From a Bird's Eye View to See: Joint Camera and Subject Registration without the Camera Calibration
Zekun Qian, Ruize Han, Wei Feng, Feifan Wang, Song Wang
TL;DR
This work tackles the challenging problem of joint camera and subject registration in BEV without explicit camera calibration. It introduces an end-to-end framework that alternates between BEV-based subject localization (via VTM) and geometric camera pose estimation (via SAM), followed by a geometry- and appearance-driven registration/fusion process, augmented by self-supervised subject association. The authors produce a large synthetic CSRD dataset and demonstrate strong cross-view and cross-domain performance, including real-world evaluation, with ablations confirming the contributions of pretrained components and orientation supervision. The approach eliminates the need for BEV inputs or calibration data in many practical scenarios, enabling robust multi-view human localization and camera localization in a unified BEV.
Abstract
We tackle a new problem of multi-view camera and subject registration in the bird's eye view (BEV) without pre-given camera calibration.

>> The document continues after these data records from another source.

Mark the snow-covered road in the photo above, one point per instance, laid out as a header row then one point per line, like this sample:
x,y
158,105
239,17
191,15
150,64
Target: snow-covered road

This is a very challenging problem since its only input is several RGB images from different first-person views (FPVs) for a multi-person scene, without the BEV image and the calibration of the FPVs, while the output is a unified plane with the localization and orientation of both the subjects and cameras in a BEV. We propose an end-to-end framework solving this problem, whose main idea can be divided into following parts: i) creating a view-transform subject detection module to transform the FPV to a virtual BEV including localization and orientation of each pedestrian, ii) deriving a geometric transformation based method to estimate camera localization and view direction, i.e., the camera registration in a unified BEV, iii) making use of spatial and appearance information to aggregate the subjects into the unified BEV. We collect a new large-scale synthetic dataset with rich annotations for evaluation. The experimental results show the remarkable effectiveness of our proposed method.